Wednesday, November 28, 2012

Therapeutic Gospel, Part 3

The following is part of an article written by David Powlison in 2007. His writing is so insightful, no commentary is needed. Over this next week, portions of that article will appear here.

See: Part 1, Part 2
The Therapeutic Gospel
by David Powlison

Good Goods, Bad Gods [Part 1]

The things offered by the contemporary therapeutic gospel are a bit trickier to interpret. The odor of self-interest and self-obsession clings closely to that wish list of “I want—.” But even these, carefully reframed and reinterpreted, do gesture in the direction of a good gift. The overall package of felt needs is systematically misaligned, but the pieces can be properly understood. Any “different gospel” (Gal. 1:6) makes itself plausible by offering Lego-pieces of reality assembled into a structure that contradicts revealed truth. Satan’s temptation of Adam and Eve was plausible only because it incorporated many elements of reality, continually gesturing in the direction of truth, even while steadily guiding away from the truth: “Look, a beautiful and desirable tree. And God has said that the test will reveal both good and evil, with the possibility of life—not death—rising from your choice. Just as God is wise, so you, the chooser, can become like God in wisdom.
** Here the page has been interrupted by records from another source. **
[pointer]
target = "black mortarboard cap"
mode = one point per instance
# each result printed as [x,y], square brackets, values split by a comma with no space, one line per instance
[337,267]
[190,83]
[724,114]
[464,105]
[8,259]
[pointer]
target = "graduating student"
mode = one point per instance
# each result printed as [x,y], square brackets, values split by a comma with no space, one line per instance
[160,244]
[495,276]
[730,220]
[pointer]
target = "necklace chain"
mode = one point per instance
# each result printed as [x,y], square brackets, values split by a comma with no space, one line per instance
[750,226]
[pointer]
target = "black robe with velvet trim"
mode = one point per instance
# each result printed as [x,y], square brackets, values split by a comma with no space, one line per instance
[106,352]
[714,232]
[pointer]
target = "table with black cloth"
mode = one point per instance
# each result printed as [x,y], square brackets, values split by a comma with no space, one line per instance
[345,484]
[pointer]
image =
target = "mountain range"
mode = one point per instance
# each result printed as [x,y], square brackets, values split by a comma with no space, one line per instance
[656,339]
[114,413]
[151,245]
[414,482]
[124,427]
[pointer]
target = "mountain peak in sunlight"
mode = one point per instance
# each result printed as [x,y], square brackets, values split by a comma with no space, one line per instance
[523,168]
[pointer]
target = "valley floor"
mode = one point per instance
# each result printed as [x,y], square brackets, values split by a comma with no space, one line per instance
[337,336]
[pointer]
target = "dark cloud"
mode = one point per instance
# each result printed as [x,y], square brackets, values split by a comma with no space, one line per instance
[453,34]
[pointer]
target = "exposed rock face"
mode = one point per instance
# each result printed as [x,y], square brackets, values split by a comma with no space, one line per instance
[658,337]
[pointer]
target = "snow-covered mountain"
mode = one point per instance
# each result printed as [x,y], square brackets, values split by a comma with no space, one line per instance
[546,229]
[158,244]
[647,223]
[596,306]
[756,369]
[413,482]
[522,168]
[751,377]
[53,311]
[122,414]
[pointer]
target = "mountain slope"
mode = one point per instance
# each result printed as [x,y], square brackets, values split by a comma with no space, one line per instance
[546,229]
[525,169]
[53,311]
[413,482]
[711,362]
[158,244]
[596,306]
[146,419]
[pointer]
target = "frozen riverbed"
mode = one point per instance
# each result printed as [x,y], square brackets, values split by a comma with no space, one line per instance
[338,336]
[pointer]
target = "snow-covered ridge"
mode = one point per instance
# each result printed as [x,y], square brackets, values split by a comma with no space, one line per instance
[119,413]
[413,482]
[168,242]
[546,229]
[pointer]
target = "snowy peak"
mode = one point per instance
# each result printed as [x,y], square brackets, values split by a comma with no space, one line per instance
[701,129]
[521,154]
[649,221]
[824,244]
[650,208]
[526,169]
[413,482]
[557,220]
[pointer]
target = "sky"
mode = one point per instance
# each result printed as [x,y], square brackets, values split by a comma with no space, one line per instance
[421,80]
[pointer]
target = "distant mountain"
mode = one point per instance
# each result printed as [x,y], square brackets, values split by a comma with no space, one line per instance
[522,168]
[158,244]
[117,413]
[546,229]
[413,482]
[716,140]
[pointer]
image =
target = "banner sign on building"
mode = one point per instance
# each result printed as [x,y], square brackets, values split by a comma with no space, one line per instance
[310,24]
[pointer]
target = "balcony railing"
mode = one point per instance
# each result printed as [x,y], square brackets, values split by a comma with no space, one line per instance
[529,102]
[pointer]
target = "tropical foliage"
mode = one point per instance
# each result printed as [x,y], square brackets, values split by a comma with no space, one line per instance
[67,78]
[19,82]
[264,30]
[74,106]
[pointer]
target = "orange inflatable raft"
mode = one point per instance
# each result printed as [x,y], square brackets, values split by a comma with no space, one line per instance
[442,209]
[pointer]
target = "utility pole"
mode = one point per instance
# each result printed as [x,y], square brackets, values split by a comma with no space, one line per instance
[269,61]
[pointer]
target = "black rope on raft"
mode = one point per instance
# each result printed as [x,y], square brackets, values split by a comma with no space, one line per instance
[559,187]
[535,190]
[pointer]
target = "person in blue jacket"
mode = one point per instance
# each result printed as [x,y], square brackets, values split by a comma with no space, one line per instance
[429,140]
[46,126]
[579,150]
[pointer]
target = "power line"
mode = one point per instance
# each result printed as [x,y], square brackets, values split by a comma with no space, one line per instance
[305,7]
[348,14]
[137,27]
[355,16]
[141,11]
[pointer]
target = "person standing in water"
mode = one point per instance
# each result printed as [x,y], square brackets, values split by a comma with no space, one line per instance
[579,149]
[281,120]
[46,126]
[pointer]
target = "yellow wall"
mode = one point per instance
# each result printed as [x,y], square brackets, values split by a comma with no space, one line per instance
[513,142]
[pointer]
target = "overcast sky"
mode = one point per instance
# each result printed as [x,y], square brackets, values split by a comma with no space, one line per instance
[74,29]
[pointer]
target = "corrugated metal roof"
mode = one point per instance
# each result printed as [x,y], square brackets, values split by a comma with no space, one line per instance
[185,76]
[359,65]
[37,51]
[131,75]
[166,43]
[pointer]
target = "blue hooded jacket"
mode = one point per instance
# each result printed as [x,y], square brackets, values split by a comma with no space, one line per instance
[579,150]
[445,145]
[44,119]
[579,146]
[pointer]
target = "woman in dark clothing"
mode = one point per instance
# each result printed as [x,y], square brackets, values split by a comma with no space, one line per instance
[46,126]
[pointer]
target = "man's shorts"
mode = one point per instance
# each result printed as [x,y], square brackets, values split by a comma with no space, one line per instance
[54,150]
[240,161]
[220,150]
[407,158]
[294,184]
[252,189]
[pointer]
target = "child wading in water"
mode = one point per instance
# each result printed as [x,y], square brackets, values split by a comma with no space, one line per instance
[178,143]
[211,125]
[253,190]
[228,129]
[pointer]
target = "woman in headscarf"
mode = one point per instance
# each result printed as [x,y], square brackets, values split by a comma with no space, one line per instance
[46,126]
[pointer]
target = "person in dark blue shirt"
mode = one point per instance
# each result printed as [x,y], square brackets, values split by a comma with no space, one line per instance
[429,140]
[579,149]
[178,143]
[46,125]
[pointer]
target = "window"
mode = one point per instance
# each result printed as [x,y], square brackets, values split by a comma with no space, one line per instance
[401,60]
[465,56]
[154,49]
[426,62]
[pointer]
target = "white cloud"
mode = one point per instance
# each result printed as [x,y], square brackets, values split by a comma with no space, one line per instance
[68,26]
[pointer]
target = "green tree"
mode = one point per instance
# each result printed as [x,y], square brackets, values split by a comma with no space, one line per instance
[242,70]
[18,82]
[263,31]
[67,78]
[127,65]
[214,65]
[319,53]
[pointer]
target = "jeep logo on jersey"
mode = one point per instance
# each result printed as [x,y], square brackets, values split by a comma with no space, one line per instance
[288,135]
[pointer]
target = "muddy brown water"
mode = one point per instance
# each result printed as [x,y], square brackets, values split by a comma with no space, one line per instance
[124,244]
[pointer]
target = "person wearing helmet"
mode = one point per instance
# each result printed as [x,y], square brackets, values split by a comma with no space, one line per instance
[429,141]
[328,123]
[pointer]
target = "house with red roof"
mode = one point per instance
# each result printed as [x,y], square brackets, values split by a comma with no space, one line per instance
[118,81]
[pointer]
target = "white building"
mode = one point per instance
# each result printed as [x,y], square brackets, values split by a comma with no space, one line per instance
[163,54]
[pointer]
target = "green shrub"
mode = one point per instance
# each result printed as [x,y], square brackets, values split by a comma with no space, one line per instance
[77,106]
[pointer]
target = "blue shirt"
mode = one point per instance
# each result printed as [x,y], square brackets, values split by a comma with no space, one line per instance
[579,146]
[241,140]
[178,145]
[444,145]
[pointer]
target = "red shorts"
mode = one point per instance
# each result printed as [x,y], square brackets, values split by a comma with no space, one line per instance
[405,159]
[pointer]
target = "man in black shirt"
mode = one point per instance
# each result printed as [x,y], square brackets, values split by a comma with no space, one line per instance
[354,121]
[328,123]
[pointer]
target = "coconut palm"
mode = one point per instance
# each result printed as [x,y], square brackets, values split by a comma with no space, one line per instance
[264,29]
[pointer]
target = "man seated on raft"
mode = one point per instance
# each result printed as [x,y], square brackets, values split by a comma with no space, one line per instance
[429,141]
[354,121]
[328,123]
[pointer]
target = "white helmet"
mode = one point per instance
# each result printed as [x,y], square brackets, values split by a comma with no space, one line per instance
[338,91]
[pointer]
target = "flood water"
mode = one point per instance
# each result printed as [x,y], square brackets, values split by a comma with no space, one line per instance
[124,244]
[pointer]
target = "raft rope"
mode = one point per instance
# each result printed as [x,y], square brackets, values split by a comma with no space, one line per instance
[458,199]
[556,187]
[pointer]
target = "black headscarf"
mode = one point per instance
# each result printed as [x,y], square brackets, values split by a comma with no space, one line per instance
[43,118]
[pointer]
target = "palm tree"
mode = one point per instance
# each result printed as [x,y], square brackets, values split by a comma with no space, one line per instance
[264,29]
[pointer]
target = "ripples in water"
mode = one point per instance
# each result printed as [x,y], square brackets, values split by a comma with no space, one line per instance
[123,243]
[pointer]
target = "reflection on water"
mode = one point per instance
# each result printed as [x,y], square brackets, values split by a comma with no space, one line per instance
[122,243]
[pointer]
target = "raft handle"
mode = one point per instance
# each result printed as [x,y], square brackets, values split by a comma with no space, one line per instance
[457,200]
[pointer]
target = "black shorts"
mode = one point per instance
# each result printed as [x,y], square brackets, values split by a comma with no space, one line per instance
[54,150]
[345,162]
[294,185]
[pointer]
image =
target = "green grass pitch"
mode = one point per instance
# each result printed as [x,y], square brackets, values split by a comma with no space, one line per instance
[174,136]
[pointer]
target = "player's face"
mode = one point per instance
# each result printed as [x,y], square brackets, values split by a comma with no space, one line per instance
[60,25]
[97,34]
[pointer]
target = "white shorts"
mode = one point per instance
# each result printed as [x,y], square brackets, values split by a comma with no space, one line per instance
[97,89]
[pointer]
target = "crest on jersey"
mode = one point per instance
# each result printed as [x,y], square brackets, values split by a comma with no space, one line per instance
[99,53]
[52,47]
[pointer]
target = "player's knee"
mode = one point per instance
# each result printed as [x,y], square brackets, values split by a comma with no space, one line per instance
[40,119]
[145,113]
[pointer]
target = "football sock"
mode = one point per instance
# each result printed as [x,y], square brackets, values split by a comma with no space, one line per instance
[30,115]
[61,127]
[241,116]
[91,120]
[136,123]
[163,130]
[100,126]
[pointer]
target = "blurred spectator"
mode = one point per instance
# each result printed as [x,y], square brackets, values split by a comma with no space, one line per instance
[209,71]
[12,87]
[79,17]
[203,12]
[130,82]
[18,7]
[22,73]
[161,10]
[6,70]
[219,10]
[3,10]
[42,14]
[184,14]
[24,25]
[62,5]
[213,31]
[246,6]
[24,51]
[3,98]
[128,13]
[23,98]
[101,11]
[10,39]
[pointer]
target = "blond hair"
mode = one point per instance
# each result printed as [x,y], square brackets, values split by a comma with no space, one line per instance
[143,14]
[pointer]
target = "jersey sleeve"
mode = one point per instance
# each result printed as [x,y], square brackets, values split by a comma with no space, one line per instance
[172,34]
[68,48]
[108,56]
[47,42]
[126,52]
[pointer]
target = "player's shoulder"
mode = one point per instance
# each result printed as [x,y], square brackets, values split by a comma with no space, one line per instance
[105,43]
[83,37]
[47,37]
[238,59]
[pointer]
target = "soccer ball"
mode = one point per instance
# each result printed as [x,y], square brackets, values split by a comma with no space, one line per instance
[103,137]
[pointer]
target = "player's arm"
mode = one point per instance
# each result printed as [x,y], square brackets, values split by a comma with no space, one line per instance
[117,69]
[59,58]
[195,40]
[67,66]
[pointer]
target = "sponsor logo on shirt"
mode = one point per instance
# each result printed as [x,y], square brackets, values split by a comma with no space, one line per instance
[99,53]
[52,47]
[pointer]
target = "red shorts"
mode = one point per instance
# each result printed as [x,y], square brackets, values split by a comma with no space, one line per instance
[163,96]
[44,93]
Come now and eat.” So close, yet so far away. Almost so, but the exact opposite.
Consider the five elements we have identified with the therapeutic gospel.
Need for love? It is surely a good thing to know that you are both known and loved. God, who searches the thoughts and intentions of our hearts, also sets His steadfast love upon us. However all this is radically different from the instinctual craving to be accepted for who I am. Christ’s love comes pointedly and personally despite who I am. You are accepted for who Christ is, because of what He did, does, and will do. God truly accepts you, and if God is for you, who can be against you? But in doing this, He does not affirm and endorse what you are like. Rather, He sets about changing you into a fundamentally different kind of person. In the real gospel you feel deeply known and loved, but your relentless “need for love” has been overthrown.
Need for significance? It is surely a good thing for the works of your hands to be established forever: gold, silver, and precious stones; not wood, hay, and straw. It is good when what you do with your life truly counts, and when your works follow you into eternity. Vanity, futility, and ultimate insignificance register the curse upon our work life—even midcourse, not just when we retire, or when we die, or on the Day of Judgment. But the real gospel inverts the order of things presupposed by the therapeutic gospel. The craving for impact and significance—one of the typical “youthful lusts” that boil up within us—is merely idolatrous when it acts as Director of Operations in the human heart. God does not meet your need for significance; He meets your need for mercy and deliverance from your obsession with personal significance. When you turn from your enslavement and turn to God, then your works do start to count for good. The gospel of Jesus and the fruit of faith are not tailored to “meet your needs.” He frees from the tyranny of felt needs, remakes you to fear God and keep His commandments (Eccl. 12:13). In the divine irony of grace, that alone makes what you do with your life of lasting value.[1]




[1] Powlison, D. (2007). The Therapeutic Gospel. In The Journal of Biblical Counseling: Volume 25, Number 3, Summer 2007 (4–5). Glenside, PA: The Christian Counseling and Educational Foundation.